We haven’t discussed the actual content, which should focus on areas in which your salespeople need the most improvement. A Sales Team Evaluation can accurately identify each competency where your salespeople have room for improvement and course content can be designed from there.
Most companies have significant room for improvement in the following 7 competencies:
- Consultative Seller (Listening, Asking Questions, Creating Urgency)
- Value Seller
- Qualifier
- Closer
- Hunter
- Reaching Decision Makers
- Authenticity
Considering that each of these core competencies (plus 14 additional sales core competencies) has 8-10 attributes, there are a tremendous number of potential attributes to be addressed in any sales training.
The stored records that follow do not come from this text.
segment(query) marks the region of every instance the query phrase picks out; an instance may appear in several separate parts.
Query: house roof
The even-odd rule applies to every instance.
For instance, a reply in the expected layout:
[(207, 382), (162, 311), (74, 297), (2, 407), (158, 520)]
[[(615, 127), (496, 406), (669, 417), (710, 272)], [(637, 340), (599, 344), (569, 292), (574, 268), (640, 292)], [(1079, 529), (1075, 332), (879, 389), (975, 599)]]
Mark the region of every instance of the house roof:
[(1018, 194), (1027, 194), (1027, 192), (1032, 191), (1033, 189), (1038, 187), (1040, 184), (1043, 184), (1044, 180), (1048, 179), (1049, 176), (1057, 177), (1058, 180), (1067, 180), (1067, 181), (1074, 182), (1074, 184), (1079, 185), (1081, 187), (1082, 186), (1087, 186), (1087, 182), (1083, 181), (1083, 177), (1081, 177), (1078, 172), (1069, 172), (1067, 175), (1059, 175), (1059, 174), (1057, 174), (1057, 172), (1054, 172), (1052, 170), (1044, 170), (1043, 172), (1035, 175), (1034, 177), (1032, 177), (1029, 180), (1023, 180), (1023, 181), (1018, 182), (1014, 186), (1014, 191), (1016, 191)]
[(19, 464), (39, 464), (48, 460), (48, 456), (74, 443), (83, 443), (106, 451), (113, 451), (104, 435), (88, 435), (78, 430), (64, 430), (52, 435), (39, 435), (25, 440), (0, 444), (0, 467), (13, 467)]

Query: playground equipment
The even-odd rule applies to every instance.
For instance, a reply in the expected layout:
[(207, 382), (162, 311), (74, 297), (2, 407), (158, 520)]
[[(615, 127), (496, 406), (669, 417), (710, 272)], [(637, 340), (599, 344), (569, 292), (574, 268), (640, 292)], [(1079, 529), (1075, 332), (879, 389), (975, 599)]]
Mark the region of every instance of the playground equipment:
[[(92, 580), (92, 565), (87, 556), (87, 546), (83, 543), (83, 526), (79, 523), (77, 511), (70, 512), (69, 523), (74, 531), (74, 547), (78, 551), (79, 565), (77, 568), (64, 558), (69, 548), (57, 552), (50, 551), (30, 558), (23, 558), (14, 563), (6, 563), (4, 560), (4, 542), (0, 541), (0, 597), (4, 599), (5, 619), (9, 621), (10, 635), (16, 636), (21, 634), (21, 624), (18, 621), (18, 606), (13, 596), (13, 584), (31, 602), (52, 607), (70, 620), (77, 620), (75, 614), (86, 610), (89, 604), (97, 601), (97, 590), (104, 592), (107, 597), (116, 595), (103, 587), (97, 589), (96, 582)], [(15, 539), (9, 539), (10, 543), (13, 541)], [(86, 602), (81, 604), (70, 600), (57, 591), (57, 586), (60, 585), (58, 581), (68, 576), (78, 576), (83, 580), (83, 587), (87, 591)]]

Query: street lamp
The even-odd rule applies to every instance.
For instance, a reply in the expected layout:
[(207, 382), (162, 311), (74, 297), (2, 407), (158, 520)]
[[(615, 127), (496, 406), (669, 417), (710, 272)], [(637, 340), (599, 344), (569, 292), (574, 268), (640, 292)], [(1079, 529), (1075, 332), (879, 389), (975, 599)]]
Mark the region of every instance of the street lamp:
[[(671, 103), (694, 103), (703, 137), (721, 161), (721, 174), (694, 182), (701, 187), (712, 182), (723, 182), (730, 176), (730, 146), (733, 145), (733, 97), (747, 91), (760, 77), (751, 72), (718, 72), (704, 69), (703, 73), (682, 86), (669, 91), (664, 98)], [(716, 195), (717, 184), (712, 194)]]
The better aligned the training is with actual needs, the more successful the training will be. See the data for all 21 Sales Core Competencies here, along with industry comparisons.
The other consideration is boots on the ground. If your win rate is too low, that doesn’t necessarily mean that your salespeople need training on closing, as it’s much more likely that the deal was lost because of something that should have happened earlier in the sales process. That is why the Sales Team Evaluation is so important as it will identify exactly what is causing each and every outcome that you can observe, like low win rate.
In the immortal words screamed from Jack Bauer from “24”, “DO IT NOW!”